2. The enzyme engineering-based strain culture device convenient for coating according to claim 1, wherein the strain culture device is characterized in that: the anti-sputtering device comprises a first support frame, and is characterized by further comprising an anti-sputtering assembly, wherein the anti-sputtering assembly is arranged on the first support frame and comprises a third support frame, a pushing plate, a fourth spring, a support rod, an arc-shaped slotted support plate, a limiting sliding frame, a sliding support frame, a fifth spring, a one-way ingress pipe, an arc-shaped extrusion plate, a sixth spring and a reset frame, wherein the top of the support cover plate is connected with the third support frame, the pushing plate is connected with the sliding on the third support frame, the fourth spring is connected between the pushing plate and the third support frame, the support rod is connected with the first support frame, one end of the support rod is connected with the arc-shaped slotted support plate, the limiting sliding frame is connected with the limiting sliding frame in a sliding manner, the fifth spring is connected between the sliding support frame and the limiting sliding support frame, the arc-shaped extrusion plate is connected with the sliding support frame in a contact manner, the sixth spring is connected between the arc-shaped slotted support plate and the limiting sliding frame, and the reset frame is connected with the support rod.

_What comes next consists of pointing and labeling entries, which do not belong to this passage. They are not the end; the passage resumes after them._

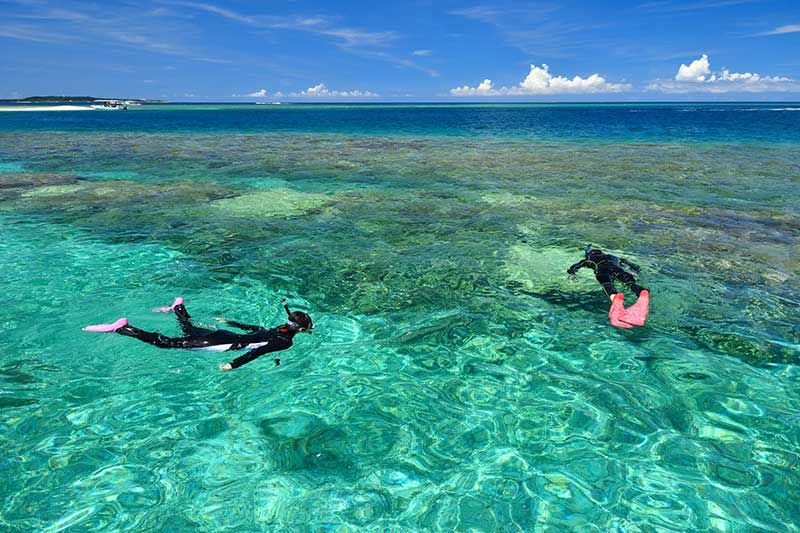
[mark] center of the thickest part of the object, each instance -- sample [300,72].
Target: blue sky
[416,50]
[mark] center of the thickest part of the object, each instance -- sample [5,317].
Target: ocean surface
[457,380]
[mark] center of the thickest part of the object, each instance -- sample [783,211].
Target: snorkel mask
[294,319]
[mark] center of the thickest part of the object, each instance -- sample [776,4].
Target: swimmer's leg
[628,279]
[157,339]
[604,279]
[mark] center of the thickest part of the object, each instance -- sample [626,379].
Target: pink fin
[107,328]
[637,313]
[169,308]
[617,310]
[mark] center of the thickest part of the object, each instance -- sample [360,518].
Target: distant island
[71,99]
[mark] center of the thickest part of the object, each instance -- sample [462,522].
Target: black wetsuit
[607,268]
[259,340]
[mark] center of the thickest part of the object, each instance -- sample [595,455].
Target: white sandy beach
[46,108]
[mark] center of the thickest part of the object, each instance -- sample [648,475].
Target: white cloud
[540,81]
[790,28]
[696,71]
[321,91]
[698,77]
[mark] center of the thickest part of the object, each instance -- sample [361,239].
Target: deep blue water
[457,378]
[744,122]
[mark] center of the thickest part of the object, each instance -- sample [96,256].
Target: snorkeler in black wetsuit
[258,340]
[607,269]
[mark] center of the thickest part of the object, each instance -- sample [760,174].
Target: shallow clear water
[457,380]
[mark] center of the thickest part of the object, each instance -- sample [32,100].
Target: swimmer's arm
[273,346]
[245,327]
[633,266]
[577,266]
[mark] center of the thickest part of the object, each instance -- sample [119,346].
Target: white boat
[109,105]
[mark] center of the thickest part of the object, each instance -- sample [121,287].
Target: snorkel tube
[294,317]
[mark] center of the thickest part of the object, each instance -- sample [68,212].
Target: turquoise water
[456,380]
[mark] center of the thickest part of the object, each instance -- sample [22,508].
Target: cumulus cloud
[321,91]
[698,77]
[696,71]
[540,81]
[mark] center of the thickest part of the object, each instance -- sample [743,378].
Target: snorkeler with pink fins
[257,339]
[607,269]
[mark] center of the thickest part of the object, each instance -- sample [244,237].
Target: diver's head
[298,321]
[590,251]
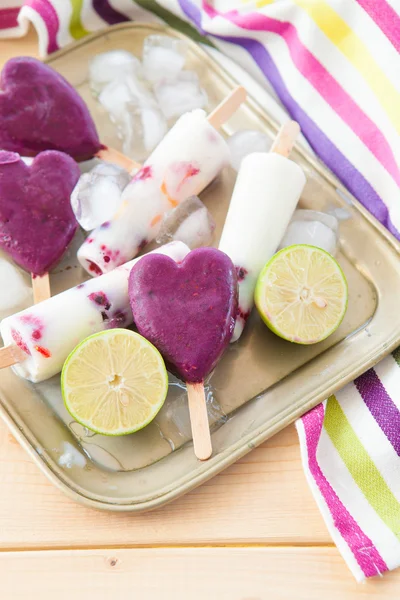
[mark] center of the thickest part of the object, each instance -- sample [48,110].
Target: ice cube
[190,222]
[180,95]
[97,195]
[108,66]
[14,290]
[163,57]
[121,92]
[314,228]
[246,142]
[141,128]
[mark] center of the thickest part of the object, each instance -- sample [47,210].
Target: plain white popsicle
[267,190]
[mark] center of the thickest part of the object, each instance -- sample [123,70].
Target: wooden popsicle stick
[285,139]
[11,355]
[216,118]
[227,107]
[40,288]
[117,158]
[199,420]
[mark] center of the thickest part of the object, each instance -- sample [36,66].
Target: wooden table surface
[254,532]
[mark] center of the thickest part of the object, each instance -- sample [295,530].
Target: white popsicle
[44,334]
[190,156]
[266,193]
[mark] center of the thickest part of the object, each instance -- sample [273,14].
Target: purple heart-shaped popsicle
[36,219]
[186,310]
[40,110]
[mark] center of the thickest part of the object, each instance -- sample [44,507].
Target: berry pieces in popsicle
[40,110]
[36,219]
[186,310]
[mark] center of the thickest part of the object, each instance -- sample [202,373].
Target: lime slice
[114,382]
[301,294]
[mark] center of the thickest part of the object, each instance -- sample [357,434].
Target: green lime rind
[87,424]
[260,293]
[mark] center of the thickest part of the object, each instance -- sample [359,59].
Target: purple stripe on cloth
[364,551]
[46,10]
[325,149]
[108,13]
[381,406]
[326,85]
[8,18]
[385,17]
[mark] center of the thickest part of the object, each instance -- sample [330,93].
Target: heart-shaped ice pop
[188,312]
[40,110]
[36,218]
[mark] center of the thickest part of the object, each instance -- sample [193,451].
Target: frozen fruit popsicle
[39,339]
[36,220]
[40,110]
[266,193]
[190,156]
[187,311]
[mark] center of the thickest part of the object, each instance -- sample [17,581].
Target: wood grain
[262,498]
[182,573]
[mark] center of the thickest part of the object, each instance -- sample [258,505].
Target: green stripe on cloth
[361,466]
[173,21]
[76,28]
[396,356]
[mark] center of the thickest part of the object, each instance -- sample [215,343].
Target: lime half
[114,382]
[301,294]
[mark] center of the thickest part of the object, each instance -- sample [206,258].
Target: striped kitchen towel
[335,66]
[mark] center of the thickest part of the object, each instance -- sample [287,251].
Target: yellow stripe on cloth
[76,27]
[358,54]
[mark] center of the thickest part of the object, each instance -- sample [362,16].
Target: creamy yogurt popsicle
[190,156]
[47,332]
[40,110]
[267,190]
[187,311]
[36,219]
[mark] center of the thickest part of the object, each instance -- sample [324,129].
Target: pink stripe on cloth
[364,551]
[8,18]
[46,10]
[325,84]
[385,17]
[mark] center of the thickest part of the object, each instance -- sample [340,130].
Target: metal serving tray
[262,383]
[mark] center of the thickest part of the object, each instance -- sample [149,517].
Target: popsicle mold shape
[186,310]
[190,156]
[40,110]
[39,339]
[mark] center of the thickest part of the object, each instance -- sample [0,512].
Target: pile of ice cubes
[143,97]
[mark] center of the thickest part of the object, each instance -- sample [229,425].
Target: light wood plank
[26,46]
[262,498]
[195,574]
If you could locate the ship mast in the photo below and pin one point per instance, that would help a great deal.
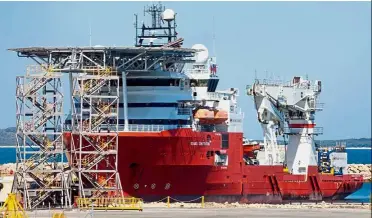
(162, 31)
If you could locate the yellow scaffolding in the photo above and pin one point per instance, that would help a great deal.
(12, 208)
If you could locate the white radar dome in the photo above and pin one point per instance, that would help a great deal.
(201, 56)
(168, 15)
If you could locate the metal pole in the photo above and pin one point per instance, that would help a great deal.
(125, 99)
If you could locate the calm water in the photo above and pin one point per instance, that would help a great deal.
(355, 156)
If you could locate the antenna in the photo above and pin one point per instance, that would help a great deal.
(214, 38)
(90, 34)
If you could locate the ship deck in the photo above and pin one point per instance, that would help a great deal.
(46, 51)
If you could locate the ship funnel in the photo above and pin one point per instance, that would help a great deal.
(202, 55)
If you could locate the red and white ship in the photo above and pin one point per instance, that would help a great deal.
(181, 137)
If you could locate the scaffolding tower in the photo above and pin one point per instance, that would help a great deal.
(94, 132)
(40, 176)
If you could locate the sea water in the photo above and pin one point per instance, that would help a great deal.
(355, 156)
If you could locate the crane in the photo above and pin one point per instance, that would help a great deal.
(288, 110)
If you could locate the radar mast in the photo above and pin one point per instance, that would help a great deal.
(162, 32)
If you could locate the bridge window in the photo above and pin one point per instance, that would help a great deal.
(225, 141)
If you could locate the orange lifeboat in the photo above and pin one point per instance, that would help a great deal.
(205, 116)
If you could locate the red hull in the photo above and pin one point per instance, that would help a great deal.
(173, 163)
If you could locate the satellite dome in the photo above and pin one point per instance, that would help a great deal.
(168, 15)
(201, 56)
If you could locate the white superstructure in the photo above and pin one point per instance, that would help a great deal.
(289, 109)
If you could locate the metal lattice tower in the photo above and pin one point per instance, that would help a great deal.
(40, 174)
(94, 140)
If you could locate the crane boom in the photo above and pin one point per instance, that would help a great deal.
(288, 109)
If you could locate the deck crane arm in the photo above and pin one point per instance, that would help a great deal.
(272, 122)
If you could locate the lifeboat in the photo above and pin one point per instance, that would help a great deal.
(205, 116)
(220, 116)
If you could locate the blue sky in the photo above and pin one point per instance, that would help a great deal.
(329, 41)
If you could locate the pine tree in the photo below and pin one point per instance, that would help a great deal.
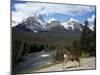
(85, 41)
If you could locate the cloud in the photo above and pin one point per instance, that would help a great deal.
(91, 19)
(23, 10)
(51, 19)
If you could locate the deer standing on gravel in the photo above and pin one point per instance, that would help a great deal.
(68, 56)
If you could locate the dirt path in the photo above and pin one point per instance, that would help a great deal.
(86, 63)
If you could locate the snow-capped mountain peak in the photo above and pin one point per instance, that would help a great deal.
(72, 19)
(72, 24)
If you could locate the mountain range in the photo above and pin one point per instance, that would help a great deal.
(37, 24)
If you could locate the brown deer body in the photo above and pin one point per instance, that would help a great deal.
(68, 56)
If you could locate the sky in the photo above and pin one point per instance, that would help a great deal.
(51, 11)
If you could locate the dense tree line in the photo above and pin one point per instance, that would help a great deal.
(88, 39)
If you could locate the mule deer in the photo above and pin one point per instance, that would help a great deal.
(68, 56)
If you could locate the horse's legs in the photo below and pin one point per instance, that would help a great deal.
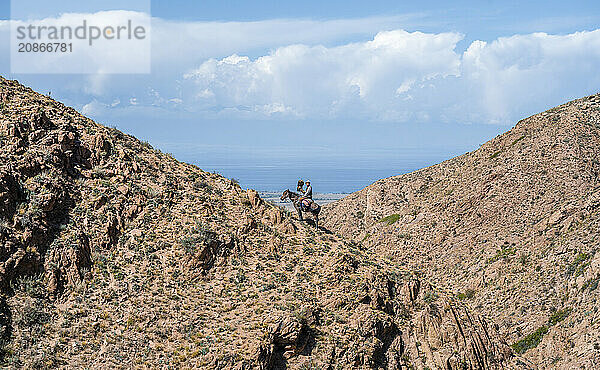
(299, 212)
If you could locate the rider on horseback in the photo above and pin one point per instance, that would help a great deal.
(306, 199)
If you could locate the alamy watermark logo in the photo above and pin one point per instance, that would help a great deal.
(91, 40)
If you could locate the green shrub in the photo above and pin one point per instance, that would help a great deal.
(578, 266)
(495, 154)
(391, 219)
(530, 341)
(559, 316)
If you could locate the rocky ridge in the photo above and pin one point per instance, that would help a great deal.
(512, 228)
(117, 255)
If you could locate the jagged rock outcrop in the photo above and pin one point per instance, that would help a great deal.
(117, 255)
(510, 228)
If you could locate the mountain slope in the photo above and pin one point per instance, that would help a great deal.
(512, 227)
(117, 255)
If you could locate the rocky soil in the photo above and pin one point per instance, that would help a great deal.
(511, 228)
(115, 255)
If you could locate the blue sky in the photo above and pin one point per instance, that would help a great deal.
(381, 87)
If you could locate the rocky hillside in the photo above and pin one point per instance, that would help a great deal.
(512, 228)
(114, 254)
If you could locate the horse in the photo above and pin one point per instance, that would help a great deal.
(294, 198)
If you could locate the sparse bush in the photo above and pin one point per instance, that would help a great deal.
(578, 266)
(391, 219)
(468, 294)
(530, 341)
(559, 316)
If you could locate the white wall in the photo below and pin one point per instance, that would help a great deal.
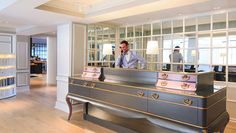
(51, 60)
(71, 43)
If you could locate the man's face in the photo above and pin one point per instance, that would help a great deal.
(124, 48)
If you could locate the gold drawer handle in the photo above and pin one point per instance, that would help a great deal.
(164, 83)
(188, 102)
(185, 78)
(85, 84)
(155, 96)
(185, 86)
(93, 85)
(140, 93)
(164, 76)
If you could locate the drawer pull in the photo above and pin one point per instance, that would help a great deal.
(85, 84)
(164, 76)
(155, 96)
(185, 78)
(185, 86)
(140, 93)
(188, 102)
(93, 85)
(163, 83)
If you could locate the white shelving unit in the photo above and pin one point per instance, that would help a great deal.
(7, 75)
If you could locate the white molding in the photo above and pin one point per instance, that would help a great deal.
(22, 89)
(62, 106)
(229, 100)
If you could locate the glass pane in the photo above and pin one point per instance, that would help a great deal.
(232, 19)
(166, 27)
(145, 40)
(167, 43)
(178, 26)
(232, 39)
(219, 56)
(189, 68)
(178, 41)
(156, 28)
(122, 32)
(231, 74)
(166, 54)
(219, 40)
(204, 68)
(231, 56)
(138, 31)
(166, 67)
(190, 25)
(219, 72)
(204, 56)
(190, 40)
(190, 56)
(219, 21)
(137, 43)
(204, 23)
(204, 40)
(130, 32)
(146, 29)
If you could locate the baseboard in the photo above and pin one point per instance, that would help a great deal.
(22, 89)
(62, 106)
(232, 119)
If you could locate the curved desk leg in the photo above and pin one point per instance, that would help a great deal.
(68, 101)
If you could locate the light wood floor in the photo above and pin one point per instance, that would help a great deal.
(33, 112)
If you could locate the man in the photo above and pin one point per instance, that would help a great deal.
(177, 58)
(129, 59)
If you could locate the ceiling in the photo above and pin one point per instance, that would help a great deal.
(31, 17)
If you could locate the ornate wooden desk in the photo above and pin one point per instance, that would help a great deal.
(123, 105)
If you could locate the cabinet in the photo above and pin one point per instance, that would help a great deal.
(7, 75)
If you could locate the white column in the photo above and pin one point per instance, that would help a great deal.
(51, 60)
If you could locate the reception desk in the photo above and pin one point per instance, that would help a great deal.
(128, 106)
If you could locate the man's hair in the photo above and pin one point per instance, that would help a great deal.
(125, 42)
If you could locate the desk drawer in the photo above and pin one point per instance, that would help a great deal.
(139, 103)
(79, 90)
(173, 98)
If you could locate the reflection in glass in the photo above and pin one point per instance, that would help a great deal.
(145, 40)
(232, 19)
(137, 44)
(178, 41)
(146, 29)
(219, 56)
(204, 23)
(178, 26)
(219, 21)
(122, 32)
(232, 39)
(204, 40)
(138, 31)
(204, 68)
(204, 56)
(219, 40)
(130, 31)
(219, 72)
(190, 24)
(156, 28)
(167, 42)
(231, 56)
(166, 54)
(190, 40)
(166, 27)
(190, 56)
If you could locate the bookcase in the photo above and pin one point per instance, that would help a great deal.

3. The enzyme engineering-based strain culture device convenient for coating according to claim 2, wherein the device is characterized in that: the device comprises a sputtering prevention assembly, and is characterized by further comprising an extrusion assembly, wherein the extrusion assembly is arranged on the sputtering prevention assembly and comprises a fourth support frame, a push plate frame, a seventh spring, a fifth support frame, a liquid storage frame, a threaded cover, a unidirectional guide pipe and a wedge-shaped extrusion block, the fourth support frame is connected to the top of the sliding support frame in a sliding manner, the push plate frame is connected to the sliding support frame in a sliding manner, the seventh spring is connected between the push plate frame and the fourth support frame, the fifth support frame is connected to the top of the limiting sliding frame, the liquid storage frame is connected to the top of the liquid storage frame through threads, the unidirectional guide pipe is communicated with the bottom of the liquid storage frame, the unidirectional guide pipe is communicated with the unidirectional guide pipe, and the wedge-shaped extrusion block is symmetrically connected to one side of the arc-shaped extrusion plate.

4. A strain culture device for facilitating coating based on enzyme engineering according to claim 3, characterized in that: the sealing assembly is arranged on the supporting cover plate and comprises a sliding perforated frame, an eighth spring, a sliding partition plate frame and a guide groove frame, the sliding perforated frame is connected to the top of the supporting cover plate in a sliding mode, the eighth spring is connected between the sliding perforated frame and the supporting cover plate, the sliding partition plate frame is connected to the bottom of the sliding perforated frame in a sliding mode, the guide groove frame is connected to the bottom of the supporting cover plate in a connecting mode, and the guide groove frame is in limiting fit with the sliding partition plate frame.

5. The enzyme engineering-based strain culture device convenient for coating according to claim 4, wherein the strain culture device is characterized in that: the support cover plate is connected with the first support frame, the arc inclined plate is fixedly connected with the first support frame, and the arc inclined plate is in contact with the first limit column.